For areas outside Foxconn’s core of activity in Racine County, community and business stakeholders should start considering how they might benefit from the mega project—now and in the future, a state official said.

Matt Moroney from the State Department of Administration spoke Thursday night to about 40 Whitewater-area residents during the Greater Whitewater Committee’s annual meeting.
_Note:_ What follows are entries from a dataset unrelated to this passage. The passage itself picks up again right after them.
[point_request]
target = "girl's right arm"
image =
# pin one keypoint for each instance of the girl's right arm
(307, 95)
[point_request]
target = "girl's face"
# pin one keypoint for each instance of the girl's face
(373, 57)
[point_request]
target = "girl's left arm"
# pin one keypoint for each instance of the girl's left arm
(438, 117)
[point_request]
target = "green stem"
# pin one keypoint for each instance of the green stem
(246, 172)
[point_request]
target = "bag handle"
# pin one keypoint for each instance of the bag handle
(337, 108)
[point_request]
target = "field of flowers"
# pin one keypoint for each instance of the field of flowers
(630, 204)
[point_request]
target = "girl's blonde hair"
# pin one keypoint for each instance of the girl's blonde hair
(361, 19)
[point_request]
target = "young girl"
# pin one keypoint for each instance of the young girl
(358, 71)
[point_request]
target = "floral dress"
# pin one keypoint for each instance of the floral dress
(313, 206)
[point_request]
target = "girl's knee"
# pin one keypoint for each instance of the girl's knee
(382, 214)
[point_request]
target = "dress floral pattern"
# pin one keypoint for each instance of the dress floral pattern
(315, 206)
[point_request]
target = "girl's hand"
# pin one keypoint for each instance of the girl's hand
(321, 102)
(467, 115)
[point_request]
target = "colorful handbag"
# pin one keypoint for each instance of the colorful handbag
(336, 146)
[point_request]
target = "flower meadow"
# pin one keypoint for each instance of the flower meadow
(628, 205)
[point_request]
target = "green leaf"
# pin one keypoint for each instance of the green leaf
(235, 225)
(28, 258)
He said Taiwanese electronics giant Foxconn’s electronics screen manufacturing facility could bring 28,000 supplier jobs to Wisconsin by the early 2020s.
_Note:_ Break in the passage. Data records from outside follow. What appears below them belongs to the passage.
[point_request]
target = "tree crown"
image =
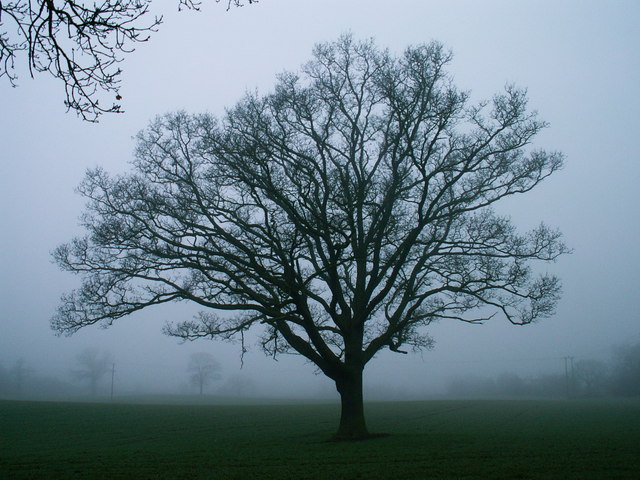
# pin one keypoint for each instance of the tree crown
(344, 211)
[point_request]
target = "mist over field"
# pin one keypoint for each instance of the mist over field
(580, 65)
That would be in addition to the estimated 10,000 construction jobs the site could draw over the next four to five years and the estimated 10,000 to 13,000 permanent jobs Foxconn said it would create.

“Foxconn is committed to creating an ecosystem that is going to rival Silicon Valley,” Moroney said. The company’s Racine County complex would cover hundreds of acres.

Moroney is the strategic economic initiative director in charge of working with Foxconn as the company begins its Wisconsin project. The state has committed nearly $3 billion in tax incentives for a “pay-as-you-go” project he said is “largest foreign direct investment in U.S. history.”

Moroney called the Foxconn project a “catalyst” the state hopes could reverse “brain drain” that has dragged on Wisconsin’s workforce and economy for decadesand said the project represents an “extreme home makeover on steroids” that could have a ripple effect of benefits and challenges that spreads throughout the state.

During a 30-minute talk, Moroney laid out a timeline showing Foxconn plans to break ground this spring. By 2019, there could be 8,000 to 10,000 construction workers on site.

He told Whitewater area business officials, including some affiliated with UW-Whitewater, that Foxconn is committed to fostering “incubators, accelerators and entrepreneurship opportunities” linked to its development of large-screen technology in Wisconsin.

The state is also trying to find the best way to connect Wisconsin’s university and technical college networks to planners at Foxconn, he said.

“We need to do a lot of investigating on attracting and training and retaining workers and keeping graduates here,” Moroney said. “We view this as a chance to get ‘brain gain.’”

Some local and tech colleges Moroney said the state has talked to so far have started to think about how they can reshape programs in ways that gear students toward work at Foxconn or within the industries that could spring up as a result of Foxconn’s presence.

“We need to dive deeper,” he said. “Educational groups are looking at this as an opportunity to reinvent their programs and be a little more nimble and more focused.”State officials are establishing channels for businesses, communities and economic development groups in Wisconsin to tap into a pipeline Moroney said will create a $1.4 billion supply chain—larger than that of any other single industry in Wisconsin.

They are paying particular attention to that supply chain and wants to find ways to give Wisconsin companies a “chance to participate.”

“We’ve told them we want them to use Wisconsin-based suppliers wherever possible,” Moroney said.

He said the state plans to make one resource, its Supply Chain Marketplace website, a conduit that could link supply chain companies in Wisconsin with Foxconn.